I can give you more ideas for promoting your business in one month than you can possibly wrap your brain around. I can give you practical, downloadable marketing takeaways to make your life easier. Things like sample press releases, advice on how to hire a copywriter, and the thirty all-time, best words to use in headlines to get sales results.

Oh, and I can give you a monthly e-zine packed with more information on the very best marketing trends and strategies. I also know how to juggle. And I can say, "Four knives will be sufficient" in Swahili.


The one thing I can't do is play the harp. I guess I never got the hang of making cappuccinos, either. Or shooting one of those bright colored balls into the corner pocket. Those three things. Everything else I can do.

I write …

Because I don't know anything about nuclear physics. Because I can't put the melody and chords together on the piano. Because I tried waiting tables and I always dropped the trays. Even spilled a strawberry milkshake in some poor guy's lap once. I write because helping solopreneurs succeed is what I care most about. Because writing brings me joy when I find just the right word to make a piece shine like the paint on a brand new Jaguar XK.

My customers are…

That tired mortgage planner who just wasted three hours on the Internet looking for information on writing ad copy that sells. That event planner who found a great article (or was it a blog post?) on getting new clients with word-of-mouth strategies but can't remember where she saved it.
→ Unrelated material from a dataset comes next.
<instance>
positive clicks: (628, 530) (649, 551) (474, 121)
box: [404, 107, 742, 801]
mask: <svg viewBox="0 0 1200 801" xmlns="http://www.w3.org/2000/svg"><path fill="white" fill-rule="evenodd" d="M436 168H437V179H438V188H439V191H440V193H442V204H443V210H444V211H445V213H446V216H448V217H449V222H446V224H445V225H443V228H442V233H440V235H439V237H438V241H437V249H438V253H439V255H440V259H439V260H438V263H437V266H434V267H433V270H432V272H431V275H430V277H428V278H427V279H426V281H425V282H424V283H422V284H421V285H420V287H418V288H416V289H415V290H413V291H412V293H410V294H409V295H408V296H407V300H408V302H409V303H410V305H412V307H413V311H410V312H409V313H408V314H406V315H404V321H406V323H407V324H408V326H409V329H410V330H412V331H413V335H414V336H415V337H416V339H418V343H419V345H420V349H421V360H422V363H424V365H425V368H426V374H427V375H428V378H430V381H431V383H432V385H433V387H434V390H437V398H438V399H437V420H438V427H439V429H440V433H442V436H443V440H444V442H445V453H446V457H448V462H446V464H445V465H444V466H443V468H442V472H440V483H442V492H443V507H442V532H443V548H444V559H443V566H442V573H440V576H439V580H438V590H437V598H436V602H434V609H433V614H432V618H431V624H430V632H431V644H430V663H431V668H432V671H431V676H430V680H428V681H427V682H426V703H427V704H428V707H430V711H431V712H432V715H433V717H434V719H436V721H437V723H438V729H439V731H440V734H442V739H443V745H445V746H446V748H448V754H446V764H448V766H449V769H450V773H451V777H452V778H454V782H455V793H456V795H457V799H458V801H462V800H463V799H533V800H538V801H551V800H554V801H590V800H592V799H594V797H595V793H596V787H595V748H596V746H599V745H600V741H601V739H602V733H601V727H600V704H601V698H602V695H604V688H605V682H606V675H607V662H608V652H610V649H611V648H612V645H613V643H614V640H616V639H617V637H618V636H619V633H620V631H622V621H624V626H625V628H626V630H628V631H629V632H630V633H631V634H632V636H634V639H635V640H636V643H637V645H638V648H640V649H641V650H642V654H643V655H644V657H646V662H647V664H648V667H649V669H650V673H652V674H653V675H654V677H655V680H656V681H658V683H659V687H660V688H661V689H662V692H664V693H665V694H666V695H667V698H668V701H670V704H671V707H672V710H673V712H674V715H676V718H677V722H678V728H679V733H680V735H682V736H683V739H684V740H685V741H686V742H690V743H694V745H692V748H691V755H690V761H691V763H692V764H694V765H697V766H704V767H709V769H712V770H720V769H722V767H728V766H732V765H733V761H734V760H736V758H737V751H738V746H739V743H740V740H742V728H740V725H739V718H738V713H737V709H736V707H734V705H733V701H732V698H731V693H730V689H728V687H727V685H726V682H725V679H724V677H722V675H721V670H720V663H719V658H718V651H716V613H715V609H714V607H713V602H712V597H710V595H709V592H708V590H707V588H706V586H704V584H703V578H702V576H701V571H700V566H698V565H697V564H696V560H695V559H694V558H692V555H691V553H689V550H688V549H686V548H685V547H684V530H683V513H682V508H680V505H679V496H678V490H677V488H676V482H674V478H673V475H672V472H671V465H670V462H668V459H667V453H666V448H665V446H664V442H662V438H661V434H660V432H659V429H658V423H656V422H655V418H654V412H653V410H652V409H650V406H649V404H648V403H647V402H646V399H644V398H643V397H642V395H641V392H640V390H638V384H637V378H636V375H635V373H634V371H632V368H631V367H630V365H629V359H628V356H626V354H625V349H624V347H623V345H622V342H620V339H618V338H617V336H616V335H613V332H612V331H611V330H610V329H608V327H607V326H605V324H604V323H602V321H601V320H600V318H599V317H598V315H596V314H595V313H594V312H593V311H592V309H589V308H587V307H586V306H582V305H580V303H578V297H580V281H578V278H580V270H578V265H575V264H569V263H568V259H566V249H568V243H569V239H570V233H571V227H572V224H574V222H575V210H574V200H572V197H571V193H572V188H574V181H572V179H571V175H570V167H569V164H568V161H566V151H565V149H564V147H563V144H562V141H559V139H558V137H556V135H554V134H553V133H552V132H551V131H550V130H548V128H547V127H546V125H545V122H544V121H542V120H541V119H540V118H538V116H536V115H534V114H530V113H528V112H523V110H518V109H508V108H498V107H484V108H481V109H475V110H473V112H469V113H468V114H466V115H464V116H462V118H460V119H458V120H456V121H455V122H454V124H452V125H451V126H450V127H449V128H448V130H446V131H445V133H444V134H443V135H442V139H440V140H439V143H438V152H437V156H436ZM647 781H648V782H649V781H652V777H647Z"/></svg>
The home-based "mompreneur" who can't afford to join the Chamber of Commerce but needs to improve her networking skills. People who want advice from someone they can trust. Someone who isn't trying to hook them in just to sell them way more expensive products.

Next on my plate...

I'm joining Bob with balloons and hats and those crazy whistle thingies to celebrate our 25th wedding anniversary. I'm going to try to move from three- to four-ball juggling. I'm going to biznik.com's two-day BizJam and indie party in July. I'm going to write three more e-books and try to stir things up more on this blog. And I'm going to brush up on my French so I can order cheese and a bottle of the finest red when we visit Paris.

And you?

Are you ready to tell me who you are?